A common concentration-response function based on the results applying lags

Abstract Introduction. Estimating the impact of short-term exposure on health outcomes needs knowledge of both the profile and magnitude of the relative risks. This motivates constructions of practical and reliable concentration-response functions (C-RFs). Aim. To define a practical method of finding concentration-response parametric function whose adjustable parameters can be tuned by data-driven well established routines. Material and methods. Mortality data for the period from 1987 to 2015 (10,592 consecutive days) in Montreal, Canada, are used for illustrative purposes. Exposure to ambient ozone measured by its concentration levels is considered health risk.

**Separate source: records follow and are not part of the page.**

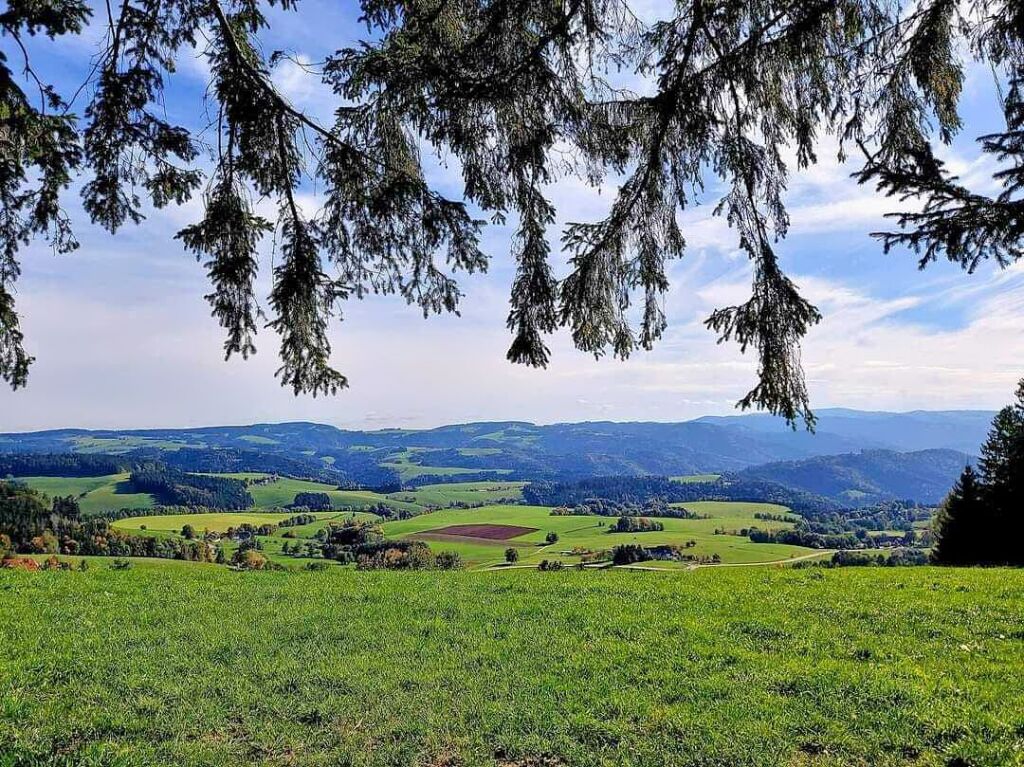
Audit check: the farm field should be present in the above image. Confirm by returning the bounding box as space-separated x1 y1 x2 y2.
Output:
388 479 526 506
248 477 424 514
0 560 1024 767
113 511 339 534
383 502 812 566
17 474 157 515
670 474 722 483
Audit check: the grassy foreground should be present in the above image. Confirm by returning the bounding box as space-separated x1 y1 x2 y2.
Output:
0 561 1024 767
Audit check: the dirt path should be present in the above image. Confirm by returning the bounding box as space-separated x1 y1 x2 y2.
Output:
479 549 836 572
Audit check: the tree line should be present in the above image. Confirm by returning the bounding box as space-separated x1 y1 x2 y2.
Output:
129 464 255 510
932 380 1024 566
0 482 217 562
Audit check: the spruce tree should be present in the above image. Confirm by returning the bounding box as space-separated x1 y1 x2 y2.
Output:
980 380 1024 565
6 0 1024 423
932 466 993 565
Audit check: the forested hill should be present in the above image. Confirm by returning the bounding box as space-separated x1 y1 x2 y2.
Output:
736 450 973 505
0 410 992 484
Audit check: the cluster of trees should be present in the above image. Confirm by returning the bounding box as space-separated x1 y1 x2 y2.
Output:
292 492 331 511
303 519 462 569
611 544 722 564
551 498 706 519
608 517 665 532
932 380 1024 566
748 526 870 549
522 475 847 516
224 522 278 541
819 548 929 567
152 448 349 484
0 482 216 562
359 502 416 519
130 464 254 510
278 514 316 527
0 453 133 477
801 501 933 535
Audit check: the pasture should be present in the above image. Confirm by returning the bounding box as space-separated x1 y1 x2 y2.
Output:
17 474 157 516
248 477 424 514
0 560 1024 767
388 479 526 507
114 511 339 534
383 502 812 567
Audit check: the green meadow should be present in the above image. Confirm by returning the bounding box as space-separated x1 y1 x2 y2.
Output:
0 560 1024 767
114 511 340 534
243 477 423 514
12 474 157 515
388 481 526 507
383 502 814 567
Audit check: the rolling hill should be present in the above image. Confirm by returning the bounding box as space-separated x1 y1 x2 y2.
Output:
737 450 973 505
0 410 993 479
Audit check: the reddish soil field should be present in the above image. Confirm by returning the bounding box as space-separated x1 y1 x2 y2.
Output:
420 524 537 541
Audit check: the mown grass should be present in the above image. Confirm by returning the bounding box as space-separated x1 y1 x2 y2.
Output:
383 501 811 566
114 511 340 534
388 482 526 507
243 477 424 514
670 474 722 484
18 473 157 515
0 560 1024 767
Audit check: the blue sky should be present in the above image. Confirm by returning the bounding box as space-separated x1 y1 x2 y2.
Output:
0 0 1024 430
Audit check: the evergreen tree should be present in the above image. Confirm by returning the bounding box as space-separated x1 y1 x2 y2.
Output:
0 0 1024 422
933 380 1024 565
980 380 1024 565
932 466 993 564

Concentration-response function is built using statistical modelling, conditional Poisson regression, natural spline technique, and a rudimentary hierarchical data clustering. The case-crossover design is applied to fit the model of C-RF to the mortality data consisting of daily counts of non-accidental deaths. Results. Log-linear models of the concentration-response functions were computed for the concentrations and cofactors data lagged by 0 to 7 days; the results were statistically significant within this range of lags. The effectiveness of fitting was confirmed by reliable statistical tests. Digital routines were created to perform all computational tasks; software codes (written for R software platform) are included. The C-RF specifying the current responses to the cumulative exposure in several previous days can be obtained from the responses to lagged exposures. Conclusions. The proposed method of concentration-response function estimation appears practical and effective in producing reliable results. The constructed function is a parametric and monotonic non-decreasing.